3.5 External Data Sources
There are many open source data sets that are valuable for benchmarking and enriching student data. These data sets continue to grow and can be incorporated into the LSDS or other data for analysis. Often times they will require you to get an API key. Be sure to be a good steward of the internet and apply good scraping practices (see here).
3.5.1 IPEDS Data Center
The IPEDS Data Center has a rich assortment of data. You can access it through reports that you build OR download the access databases and explore them yourself.

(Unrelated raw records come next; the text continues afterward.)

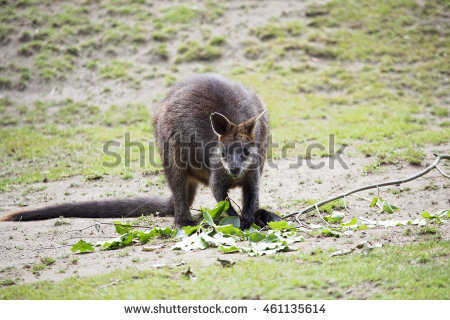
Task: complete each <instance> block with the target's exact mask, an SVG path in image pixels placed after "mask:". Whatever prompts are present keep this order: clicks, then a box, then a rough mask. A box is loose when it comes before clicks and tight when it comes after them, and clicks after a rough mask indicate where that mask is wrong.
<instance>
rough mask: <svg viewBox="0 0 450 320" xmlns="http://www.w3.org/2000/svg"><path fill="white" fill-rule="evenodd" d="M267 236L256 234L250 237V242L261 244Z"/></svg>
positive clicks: (250, 235)
mask: <svg viewBox="0 0 450 320" xmlns="http://www.w3.org/2000/svg"><path fill="white" fill-rule="evenodd" d="M265 238H266V236H265V235H264V234H262V233H260V232H254V233H252V234H250V235H249V236H248V240H250V241H251V242H260V241H262V240H264V239H265Z"/></svg>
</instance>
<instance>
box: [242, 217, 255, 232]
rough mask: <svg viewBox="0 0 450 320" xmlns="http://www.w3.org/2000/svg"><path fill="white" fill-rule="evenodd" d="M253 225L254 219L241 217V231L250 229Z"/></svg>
mask: <svg viewBox="0 0 450 320" xmlns="http://www.w3.org/2000/svg"><path fill="white" fill-rule="evenodd" d="M252 223H253V217H252V218H248V217H242V216H241V230H245V229H248V228H250V226H251V225H252Z"/></svg>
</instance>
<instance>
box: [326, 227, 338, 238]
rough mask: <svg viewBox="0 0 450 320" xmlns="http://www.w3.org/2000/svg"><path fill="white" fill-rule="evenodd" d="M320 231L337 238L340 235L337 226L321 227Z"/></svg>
mask: <svg viewBox="0 0 450 320" xmlns="http://www.w3.org/2000/svg"><path fill="white" fill-rule="evenodd" d="M321 232H322V234H323V235H325V236H328V237H336V238H339V237H340V236H341V235H342V232H341V231H340V230H339V229H337V228H323V229H322V231H321Z"/></svg>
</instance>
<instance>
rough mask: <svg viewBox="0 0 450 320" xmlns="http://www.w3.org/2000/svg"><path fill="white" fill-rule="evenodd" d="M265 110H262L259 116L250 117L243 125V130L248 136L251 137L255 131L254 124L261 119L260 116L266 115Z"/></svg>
mask: <svg viewBox="0 0 450 320" xmlns="http://www.w3.org/2000/svg"><path fill="white" fill-rule="evenodd" d="M266 111H267V110H264V111H263V112H261V113H260V114H259V115H257V116H254V117H251V118H250V119H248V120H247V121H245V122H244V123H243V125H244V128H245V129H246V131H247V133H248V135H249V136H251V137H252V136H253V133H254V131H255V127H256V124H257V123H258V120H259V119H260V118H261V116H262V115H263V114H264V113H266Z"/></svg>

3.5.2 NCSES Elementary and Secondary School Information
Each year Public Schools must turn in a government supplied survey about the school performance. This data contains many useful features like the number of students by race and gender as well as enrollment year over year. Additionally, this survey is sent to Private Schools and their data, while less complete, is also available at the below link.
3.5.3 National Student Clearing House
The National Student Clearing House contains enrollment data for 98% of students in higher education. Ask the National Student Clearing House keyholder to add you to the list of users. You can search each student and their subsequent enrollments using this tool.

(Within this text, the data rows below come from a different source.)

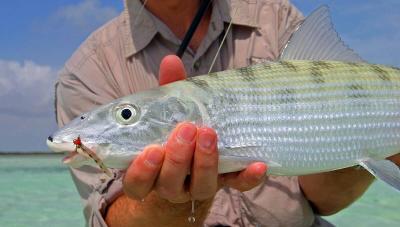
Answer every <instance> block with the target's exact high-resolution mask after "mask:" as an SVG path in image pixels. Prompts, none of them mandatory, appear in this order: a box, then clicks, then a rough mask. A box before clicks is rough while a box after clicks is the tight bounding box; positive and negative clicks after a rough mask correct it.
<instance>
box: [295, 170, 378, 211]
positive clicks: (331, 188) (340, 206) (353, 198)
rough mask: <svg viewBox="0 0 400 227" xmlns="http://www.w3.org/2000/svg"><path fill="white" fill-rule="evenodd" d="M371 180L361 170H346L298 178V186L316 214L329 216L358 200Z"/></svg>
mask: <svg viewBox="0 0 400 227" xmlns="http://www.w3.org/2000/svg"><path fill="white" fill-rule="evenodd" d="M373 180H374V177H373V176H372V175H371V174H370V173H369V172H368V171H366V170H364V169H362V168H359V169H356V168H346V169H341V170H336V171H332V172H326V173H320V174H312V175H305V176H300V177H299V184H300V187H301V189H302V191H303V193H304V195H305V197H306V198H307V199H308V201H309V202H310V203H311V205H312V206H313V208H314V211H315V212H316V213H318V214H321V215H331V214H334V213H336V212H338V211H340V210H342V209H343V208H345V207H347V206H348V205H350V204H351V203H352V202H353V201H355V200H356V199H357V198H359V197H360V196H361V195H362V194H363V193H364V192H365V191H366V190H367V188H368V186H369V185H370V184H371V183H372V182H373Z"/></svg>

I have created a template available at \\admin2\instres\IR Shared Folder for Retention Analysis\adhoc analyses\national_clearing_house\create_list_for_clearinghouse.sas
that will create a properly formatted document for submission.
3.5.4 US Census
The US Census is a great data source.
This data is good to understand neighborhood demographics of each student.
I often use the tidycensus
package in R to access and save these data.
As a reminder, accessing this data through the tidycensus
package requires a valid API key from the US Census.